Indeed, while a new name for the same tech does open a door for confusion amongst mainstream customers, it’s worth noting that the GeForce GTX 9800+ is being end-of-life’d and should cease to be a redundancy in the company’s lineup soon enough.

Chris Angelini is an Editor Emeritus at Tom's Hardware US. He edits hardware reviews and covers high-profile CPU and GPU launches.
  • i wonder what would be the stand of 4850 and 4870 with 1gb frame buffer
    Reply
  • thepinkpanther
    when the GTX4xx series i guess nvidia will launch the g92 refresh yet again, this time as an entry level graphics card.
    Reply
  • xx12amanxx
    Hmm no mention of the slower model's Nvidia is going to push instead of these cherry picked Oced model's.I heard these Oced model's were just for reviewers and that most of these cards will actually be slower model's with even less performance.
    Reply
  • johnbilicki
    "so long as performance goes up or sideways as price goes down, we don’t see an issue with the reintroduction of proven technology"
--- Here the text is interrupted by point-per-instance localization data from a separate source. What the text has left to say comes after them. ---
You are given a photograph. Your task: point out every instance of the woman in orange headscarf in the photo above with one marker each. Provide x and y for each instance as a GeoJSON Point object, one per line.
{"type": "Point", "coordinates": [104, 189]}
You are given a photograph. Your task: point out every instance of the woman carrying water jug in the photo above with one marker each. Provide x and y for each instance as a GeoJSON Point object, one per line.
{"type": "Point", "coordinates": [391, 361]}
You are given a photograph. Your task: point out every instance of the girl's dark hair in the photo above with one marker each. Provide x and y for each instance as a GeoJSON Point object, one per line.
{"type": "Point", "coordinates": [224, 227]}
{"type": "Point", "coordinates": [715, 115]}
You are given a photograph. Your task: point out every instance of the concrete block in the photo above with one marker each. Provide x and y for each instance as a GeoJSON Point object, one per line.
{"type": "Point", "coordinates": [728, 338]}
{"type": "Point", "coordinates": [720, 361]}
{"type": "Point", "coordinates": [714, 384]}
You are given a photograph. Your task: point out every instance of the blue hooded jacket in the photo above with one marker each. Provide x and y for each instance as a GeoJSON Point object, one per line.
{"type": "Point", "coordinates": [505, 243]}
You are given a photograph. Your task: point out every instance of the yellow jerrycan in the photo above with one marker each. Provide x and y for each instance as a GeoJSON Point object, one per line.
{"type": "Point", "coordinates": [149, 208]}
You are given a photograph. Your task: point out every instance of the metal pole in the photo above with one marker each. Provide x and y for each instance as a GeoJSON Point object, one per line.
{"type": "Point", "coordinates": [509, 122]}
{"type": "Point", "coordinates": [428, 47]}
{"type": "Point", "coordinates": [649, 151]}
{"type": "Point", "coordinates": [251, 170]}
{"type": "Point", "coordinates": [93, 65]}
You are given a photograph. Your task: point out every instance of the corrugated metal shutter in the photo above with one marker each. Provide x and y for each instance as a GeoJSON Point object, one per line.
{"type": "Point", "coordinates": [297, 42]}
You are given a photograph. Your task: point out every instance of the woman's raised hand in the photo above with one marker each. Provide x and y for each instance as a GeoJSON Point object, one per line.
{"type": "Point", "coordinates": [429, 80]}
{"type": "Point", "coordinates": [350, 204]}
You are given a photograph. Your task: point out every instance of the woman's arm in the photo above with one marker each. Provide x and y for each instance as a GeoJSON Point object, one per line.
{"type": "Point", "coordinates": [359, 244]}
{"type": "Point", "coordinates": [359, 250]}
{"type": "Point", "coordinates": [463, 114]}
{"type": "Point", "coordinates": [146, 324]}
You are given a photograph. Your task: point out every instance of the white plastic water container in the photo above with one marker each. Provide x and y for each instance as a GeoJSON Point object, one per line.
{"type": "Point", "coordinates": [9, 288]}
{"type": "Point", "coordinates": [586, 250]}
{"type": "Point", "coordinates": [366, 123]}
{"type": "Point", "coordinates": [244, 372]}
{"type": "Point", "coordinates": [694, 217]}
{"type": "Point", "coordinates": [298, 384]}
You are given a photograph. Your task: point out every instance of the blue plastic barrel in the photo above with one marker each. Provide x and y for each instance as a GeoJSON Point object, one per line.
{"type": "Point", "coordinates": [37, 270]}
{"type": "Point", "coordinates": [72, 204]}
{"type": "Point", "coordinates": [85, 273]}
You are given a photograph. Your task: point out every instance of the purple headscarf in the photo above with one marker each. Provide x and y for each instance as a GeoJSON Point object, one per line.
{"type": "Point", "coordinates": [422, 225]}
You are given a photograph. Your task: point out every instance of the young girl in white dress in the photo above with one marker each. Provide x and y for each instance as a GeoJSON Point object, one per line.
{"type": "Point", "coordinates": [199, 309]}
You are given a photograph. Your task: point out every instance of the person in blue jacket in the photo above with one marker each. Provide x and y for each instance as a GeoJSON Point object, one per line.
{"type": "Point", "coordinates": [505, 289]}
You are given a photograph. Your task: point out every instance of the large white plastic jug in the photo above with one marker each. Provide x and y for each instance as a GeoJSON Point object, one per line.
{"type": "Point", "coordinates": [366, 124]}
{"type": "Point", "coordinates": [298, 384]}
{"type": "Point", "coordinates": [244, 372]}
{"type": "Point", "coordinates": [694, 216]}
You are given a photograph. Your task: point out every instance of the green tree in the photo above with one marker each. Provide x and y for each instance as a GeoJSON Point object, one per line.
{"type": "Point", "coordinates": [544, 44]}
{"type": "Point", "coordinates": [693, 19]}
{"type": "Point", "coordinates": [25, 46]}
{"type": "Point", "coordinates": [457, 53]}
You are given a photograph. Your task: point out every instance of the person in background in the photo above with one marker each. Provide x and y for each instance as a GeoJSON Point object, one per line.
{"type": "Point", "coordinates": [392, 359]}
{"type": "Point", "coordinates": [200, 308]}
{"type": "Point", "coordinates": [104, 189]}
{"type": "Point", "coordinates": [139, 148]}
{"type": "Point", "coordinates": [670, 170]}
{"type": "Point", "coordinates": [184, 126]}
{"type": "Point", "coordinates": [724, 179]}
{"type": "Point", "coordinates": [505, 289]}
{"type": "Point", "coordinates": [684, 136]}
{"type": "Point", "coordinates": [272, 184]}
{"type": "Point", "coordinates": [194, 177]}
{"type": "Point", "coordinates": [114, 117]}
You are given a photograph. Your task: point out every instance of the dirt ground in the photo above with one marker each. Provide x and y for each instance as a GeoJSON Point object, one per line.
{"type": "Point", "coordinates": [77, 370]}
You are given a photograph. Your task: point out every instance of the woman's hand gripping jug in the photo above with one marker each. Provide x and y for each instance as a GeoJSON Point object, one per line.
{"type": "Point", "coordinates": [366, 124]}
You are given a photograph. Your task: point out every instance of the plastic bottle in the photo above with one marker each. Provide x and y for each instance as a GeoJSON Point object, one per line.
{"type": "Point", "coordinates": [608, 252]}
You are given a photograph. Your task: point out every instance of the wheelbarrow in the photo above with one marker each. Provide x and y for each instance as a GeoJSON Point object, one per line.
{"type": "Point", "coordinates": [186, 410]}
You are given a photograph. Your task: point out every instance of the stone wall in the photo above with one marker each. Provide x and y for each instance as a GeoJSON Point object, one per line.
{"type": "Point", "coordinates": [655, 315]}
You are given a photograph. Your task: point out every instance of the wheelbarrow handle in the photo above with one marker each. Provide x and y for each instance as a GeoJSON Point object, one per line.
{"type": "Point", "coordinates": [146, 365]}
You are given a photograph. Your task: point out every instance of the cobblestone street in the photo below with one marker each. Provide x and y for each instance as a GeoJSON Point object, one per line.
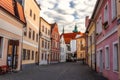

    ...which (in the context it has been applied) is the same as saying we don't mind nVidia renaming an 8800GT to a 9800GT and then a 9800GT to a whatever 2xx series...and so on and so forth. My point is simple: nVidia is pulling an extremely sleazy marketing scheme on consumers by renaming existing models. If you goof admit it and get on with life; that's why I appreciated the fact that when the first generation of Phenoms were botched AMD gracefully renamed unaffected quads with a 50 (IE 9650 instead of 9600). Trying to remember all the different names of the exact same model is like dealing with someone who IM's you from five different screen names, eventually you just end up blocking them out.
    Reply
  • Good review, but i missed the noise and heat comparative
    Reply
  • cangelini
    xx12amanxxHmm no mention of the slower model's Nvidia is going to push instead of these cherry picked Oced model's.I heard these Oced model's were just for reviewers and that most of these cards will actually be slower model's with even less performance.
    Cherry picked? It's a retail product.
    Reply
  • curnel_D
    Chris, it's a decent article, but why in the world would you use 512mb models in everyting aside from the 250 and 260. If you would have shown the 1gb 4870, along with a 1gb 9800+, it would have showed a clearer picture of how the 250 is identical to the 9800+/9800/8800GT.

    Meh.

    And there are MASSIVE rumours saying that Nvidia is hand-picking the review models sent to reviewers, even confirmed by HardOCP. Addressing that in this article would have been great.
    Reply
  • If I'm not mistaken didn't the 9 series and the HD4XXX series launch at about the same time effectively putting them into the same class? So why does everyone love to compare the 2XX series to the 4XXX cards and on top of that usually giving the ram advantage to nvidia i.e. comparing 1GB cards to 512MB cards?
    Reply
  • sohei
    i think Nvidia want's to marry this card with us ...love with force is not possible ...we need a new "woman" from nvidia not other clothes ...Nvidia has enough experience with clothes ...they should enter in fashion business like Microsoft
    Reply
  • vaskodogama
    huh, anyway, I don't like the naming of GT200 cards anyway! AMD's got better price, and naming scheme!
    thepinkpantherwhen the GTX4xx series i guess nvidia will launch the g92 refresh yet again, this time as an entry level graphics card.I Agree!